One of the saddest and astonishing states of affairs is that Janet’s works on trauma and dissociation still remain extremely undervalued in the French-speaking world of psychotraumatologists, including his home country, France. This situation remains an eternal enigma for me, as a Dutch clinician and researcher who has been studying Janet for thirty years. Even though a Société Pierre Janet has been active for many years and has republished several of Janet’s earlier works; even though this Société had organized in 1989, together with the Société Médico-Psychologique, a study day celebrating the centenary of L’automatisme psychologique (with the presentations having been published in the Annales Médico-Psychologiques); and even though the nestor of French psychotraumatology and founding member of this Société, Louis Crocq, has repeatedly pointed out the importance of Janet’s views in understanding and treating trauma (e.g., Crocq, 1999, 2003; Crocq & De Verbizier, 1989), knowledge about and references to Janet’s works are sorely missing. This state of affairs is exemplified in the important trauma journal, Revue Francophone du Stress et du Trauma, in which Janet’s name is hardly mentioned.

        

However, there are signs that this sad state of affairs is slowly but unmistakenly changing. For instance, apart from Crocq’s (2003) article, the May 2005 issue of the Revue Francophone du Stress and du Trauma contains two articles in which some of Janet’s important ideas at least are recognized (Andreoli & Damsa, 2005; Graux & De Soir, 2005). I predict that future issues of the Revue will show an increase in number of references to Janet. Another example is that recently an increasing number of workshops are being held in France on trauma theory and treatment in which Janet’s contributions are emphasized.

 

Finally, the Institut Pierre Janet, dynamic and still young, will play a major role in the further dissemination of Janet’s contributions—incidently, not only in the field of trauma and dissociation. The same goes for the republications of Janet’s books and other works, which will allow those who are becoming more interested to dig up unexpected treasures. 

 

 

NOTES

 

1 Current phase-oriented treatment of complex trauma-related disorders also harks back to Janet’s pioneering publications on treatment (Janet, 1898b, 1919/25; cf.,  Van der Hart, Brown, & Van der Kolk, 1989a,b).

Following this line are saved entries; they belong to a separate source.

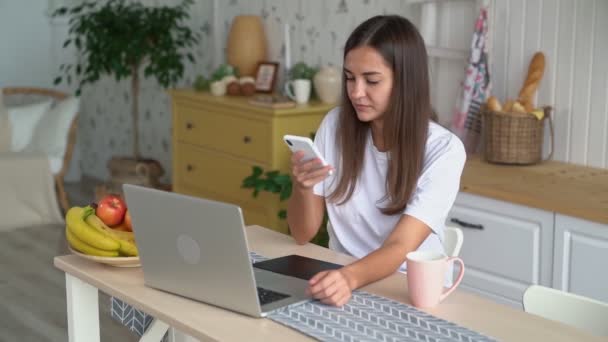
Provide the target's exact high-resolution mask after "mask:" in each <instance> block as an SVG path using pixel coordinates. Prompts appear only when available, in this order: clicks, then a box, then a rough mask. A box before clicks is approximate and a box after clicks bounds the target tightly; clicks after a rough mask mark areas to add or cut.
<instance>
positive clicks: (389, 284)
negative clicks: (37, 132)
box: [54, 226, 605, 342]
mask: <svg viewBox="0 0 608 342" xmlns="http://www.w3.org/2000/svg"><path fill="white" fill-rule="evenodd" d="M246 233H247V240H248V244H249V248H251V250H253V251H256V252H258V253H260V254H261V255H264V256H267V257H271V258H273V257H279V256H283V255H289V254H298V255H303V256H308V257H311V258H317V259H321V260H326V261H329V262H334V263H338V264H347V263H350V262H352V260H353V258H352V257H350V256H346V255H344V254H339V253H337V252H334V251H331V250H329V249H327V248H323V247H319V246H316V245H313V244H310V243H308V244H306V245H297V244H296V243H295V242H294V240H293V239H292V238H291V237H290V236H287V235H285V234H281V233H278V232H274V231H271V230H269V229H265V228H262V227H258V226H250V227H248V228H247V229H246ZM54 264H55V266H56V267H58V268H59V269H61V270H62V271H64V272H66V273H69V274H71V275H73V276H75V277H77V278H79V279H81V280H83V281H84V282H86V283H89V284H91V285H93V286H94V287H97V288H98V289H99V290H100V291H102V292H105V293H108V294H110V295H112V296H115V297H117V298H119V299H121V300H124V301H126V302H127V303H130V304H132V305H133V306H134V307H136V308H138V309H140V310H143V311H145V312H147V313H148V314H150V315H152V316H154V317H156V318H158V319H160V320H162V321H164V322H166V323H167V324H169V325H171V326H174V327H176V328H178V329H179V330H181V331H183V332H185V333H187V334H189V335H191V336H192V337H194V338H198V339H200V340H201V341H207V340H213V341H261V342H272V341H277V342H279V341H280V342H282V341H290V342H291V341H302V342H305V341H312V339H311V338H310V337H308V336H306V335H303V334H301V333H299V332H297V331H296V330H293V329H291V328H289V327H287V326H284V325H282V324H278V323H276V322H274V321H271V320H269V319H257V318H251V317H248V316H245V315H241V314H237V313H234V312H232V311H227V310H223V309H220V308H218V307H215V306H211V305H206V304H204V303H201V302H197V301H194V300H190V299H188V298H185V297H181V296H178V295H173V294H170V293H167V292H163V291H159V290H156V289H153V288H151V287H148V286H145V285H144V279H143V272H142V269H141V268H121V267H111V266H107V265H102V264H98V263H95V262H93V261H90V260H86V259H83V258H81V257H79V256H77V255H68V256H60V257H55V259H54ZM361 290H363V291H367V292H370V293H375V294H378V295H380V296H384V297H387V298H390V299H393V300H396V301H399V302H402V303H409V295H408V289H407V279H406V276H405V275H404V274H402V273H395V274H393V275H391V276H389V277H387V278H385V279H383V280H380V281H377V282H375V283H372V284H369V285H367V286H365V287H363V288H362V289H361ZM87 309H89V310H95V311H96V310H97V308H96V307H89V308H87ZM423 311H425V312H427V313H429V314H431V315H434V316H436V317H439V318H443V319H445V320H448V321H451V322H454V323H456V324H459V325H461V326H463V327H466V328H469V329H472V330H475V331H478V332H480V333H482V334H485V335H487V336H491V337H493V338H495V339H497V340H498V341H553V342H556V341H564V342H566V341H604V340H605V339H604V338H602V337H595V336H591V335H589V334H588V333H585V332H583V331H581V330H578V329H576V328H573V327H570V326H567V325H564V324H561V323H558V322H554V321H550V320H547V319H544V318H541V317H539V316H535V315H532V314H529V313H526V312H523V311H522V310H519V309H515V308H512V307H509V306H505V305H501V304H498V303H495V302H493V301H491V300H489V299H485V298H482V297H480V296H478V295H475V294H473V293H469V292H466V291H462V290H460V289H457V290H456V291H454V292H453V293H452V294H451V295H450V296H449V297H448V298H446V300H445V301H443V302H442V303H441V304H440V305H438V306H437V307H435V308H432V309H425V310H423Z"/></svg>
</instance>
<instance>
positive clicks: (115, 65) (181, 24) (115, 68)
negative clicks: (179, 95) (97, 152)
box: [53, 0, 200, 173]
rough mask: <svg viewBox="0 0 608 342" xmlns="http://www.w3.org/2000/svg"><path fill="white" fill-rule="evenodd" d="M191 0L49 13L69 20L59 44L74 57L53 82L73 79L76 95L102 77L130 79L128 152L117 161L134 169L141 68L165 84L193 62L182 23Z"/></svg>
mask: <svg viewBox="0 0 608 342" xmlns="http://www.w3.org/2000/svg"><path fill="white" fill-rule="evenodd" d="M192 3H193V1H192V0H183V1H182V2H181V3H180V4H179V5H177V6H174V7H169V6H158V7H148V6H144V5H142V4H141V3H139V2H136V1H126V0H109V1H107V2H106V1H104V2H98V1H86V2H84V3H82V4H80V5H76V6H73V7H61V8H59V9H57V10H56V11H55V12H54V13H53V17H63V16H67V17H69V18H70V20H69V27H70V28H69V34H68V37H67V39H66V40H65V42H64V43H63V47H64V48H66V47H68V46H70V45H72V46H74V47H75V48H76V52H77V54H78V56H79V57H80V58H79V59H78V62H76V63H74V64H64V65H61V66H60V71H61V72H62V73H63V75H61V76H58V77H57V78H56V79H55V82H54V83H55V84H59V83H61V82H62V81H65V82H67V83H68V84H71V83H72V82H77V89H76V94H77V95H78V94H80V92H81V90H82V87H83V86H85V85H87V84H93V83H95V82H97V81H98V80H99V78H100V77H101V76H103V75H109V76H113V77H114V78H115V79H116V80H117V81H119V80H122V79H128V78H130V80H131V101H132V105H131V115H132V120H133V121H132V125H133V131H132V132H133V154H132V156H131V157H129V158H122V159H126V161H129V160H131V161H133V162H134V163H130V164H132V165H133V166H134V167H136V168H137V163H138V162H139V161H142V156H141V153H140V150H139V130H138V123H139V90H140V75H141V73H142V71H143V76H144V77H152V78H154V79H156V81H157V82H158V83H159V84H160V85H161V86H163V87H165V88H167V87H170V86H172V85H174V84H175V83H176V82H177V81H178V80H179V79H180V78H181V77H182V76H183V74H184V61H185V59H188V60H189V61H191V62H194V56H193V55H192V54H191V53H190V52H189V50H190V49H191V48H192V47H193V46H194V45H195V44H196V43H197V42H198V41H199V39H200V36H199V34H198V33H195V32H193V31H192V30H191V29H190V28H189V27H188V26H187V24H186V23H185V21H186V20H187V19H188V18H189V17H190V15H189V7H190V5H191V4H192ZM113 159H115V158H113ZM110 164H112V162H110ZM158 167H160V165H158ZM110 168H112V167H110ZM160 173H162V169H161V171H160Z"/></svg>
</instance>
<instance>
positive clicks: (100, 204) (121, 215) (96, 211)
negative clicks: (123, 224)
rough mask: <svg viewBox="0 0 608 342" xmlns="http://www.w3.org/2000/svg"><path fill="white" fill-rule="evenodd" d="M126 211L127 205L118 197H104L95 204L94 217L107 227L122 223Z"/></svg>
mask: <svg viewBox="0 0 608 342" xmlns="http://www.w3.org/2000/svg"><path fill="white" fill-rule="evenodd" d="M126 211H127V204H126V203H125V201H124V200H123V199H122V198H120V196H118V195H106V196H104V197H103V198H102V199H101V200H100V201H99V203H98V204H97V209H96V210H95V215H97V217H99V218H100V219H101V220H102V221H103V223H105V224H107V225H108V226H115V225H117V224H119V223H121V222H122V220H123V219H124V217H125V212H126Z"/></svg>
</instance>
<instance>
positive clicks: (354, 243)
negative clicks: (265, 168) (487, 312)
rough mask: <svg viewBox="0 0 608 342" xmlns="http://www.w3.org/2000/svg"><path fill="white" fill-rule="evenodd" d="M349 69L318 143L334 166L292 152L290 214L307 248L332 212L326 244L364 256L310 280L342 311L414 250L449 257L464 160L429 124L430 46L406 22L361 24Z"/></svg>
mask: <svg viewBox="0 0 608 342" xmlns="http://www.w3.org/2000/svg"><path fill="white" fill-rule="evenodd" d="M343 68H344V76H343V89H342V90H343V91H342V94H343V95H342V105H341V106H340V107H338V108H335V109H333V110H332V111H330V112H329V113H328V114H327V115H326V116H325V118H324V120H323V122H322V123H321V126H320V127H319V130H318V131H317V134H316V138H315V145H316V146H317V148H318V149H319V151H320V152H321V154H323V156H324V157H325V158H326V161H327V162H328V163H329V164H330V165H329V166H326V167H320V166H321V164H320V161H319V160H312V161H308V162H302V161H301V158H302V153H300V152H298V153H295V154H294V155H293V157H292V178H293V192H292V196H291V198H290V199H289V204H288V211H287V212H288V217H287V222H288V224H289V227H290V230H291V234H292V236H293V237H294V238H295V240H296V241H297V242H298V243H299V244H304V243H307V242H308V241H310V239H311V238H312V237H314V236H315V234H316V233H317V232H318V230H319V227H320V225H321V222H322V219H323V213H324V209H325V208H327V212H328V214H329V220H330V222H331V225H329V229H328V232H329V236H330V241H329V245H330V248H331V249H333V250H336V251H339V252H342V253H346V254H350V255H352V256H355V257H357V258H358V260H357V261H356V262H354V263H352V264H350V265H347V266H345V267H343V268H341V269H339V270H334V271H325V272H320V273H318V274H317V275H315V276H314V277H313V278H312V279H311V280H310V285H309V289H308V291H309V293H310V294H311V295H312V296H313V297H314V298H317V299H319V300H320V301H321V302H323V303H326V304H330V305H336V306H342V305H344V304H345V303H347V302H348V300H349V299H350V297H351V292H352V290H354V289H357V288H359V287H361V286H364V285H366V284H369V283H371V282H374V281H376V280H379V279H382V278H384V277H387V276H389V275H390V274H392V273H394V272H395V271H397V270H405V266H406V265H405V263H404V262H405V258H406V254H407V253H408V252H410V251H414V250H436V251H441V252H443V247H442V243H441V241H442V240H443V230H444V221H445V219H446V216H447V214H448V212H449V210H450V209H451V207H452V204H453V203H454V200H455V198H456V194H457V193H458V189H459V185H460V175H461V173H462V169H463V167H464V162H465V159H466V154H465V151H464V147H463V145H462V143H461V141H460V139H458V137H456V136H455V135H453V134H452V133H450V132H449V131H448V130H446V129H444V128H442V127H441V126H439V125H438V124H436V123H434V122H432V121H431V116H432V115H433V114H432V113H433V111H432V108H431V102H430V94H429V92H430V90H429V76H428V65H427V54H426V49H425V45H424V41H423V39H422V37H421V36H420V34H419V33H418V30H417V29H416V28H415V26H414V25H412V23H411V22H409V21H408V20H407V19H405V18H403V17H399V16H376V17H373V18H371V19H368V20H367V21H365V22H364V23H362V24H361V25H360V26H359V27H357V28H356V29H355V30H354V31H353V33H352V34H351V35H350V37H349V38H348V40H347V41H346V46H345V48H344V65H343ZM334 168H335V171H336V172H333V173H332V175H329V171H330V170H333V169H334Z"/></svg>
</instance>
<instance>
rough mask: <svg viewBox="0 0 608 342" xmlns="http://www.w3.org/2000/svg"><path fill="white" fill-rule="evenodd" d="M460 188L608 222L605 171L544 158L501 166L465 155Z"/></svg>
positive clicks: (547, 210)
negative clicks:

2  Perry and Laurence (1984, p. 10) mentioned that in AP, “Janet proposed a theory of désagrégation (often translated into English incorrectly as dissociation).” Since then, many North American scholars, e.g., Kihlstrom, Tataryn, and Hoyt (1993), have repeated this error. 

3  A fine study on obsession and depression integrating Janet’s original views and treatment principles and modern CBT has already been published in German [Hoffmann, 1998]; an English translation would be very welcome.  The general affinity of cognitive behavioral approaches with the Janetian conception of psychotherapy is discussed in a German article (Heim & Bühler, 2003).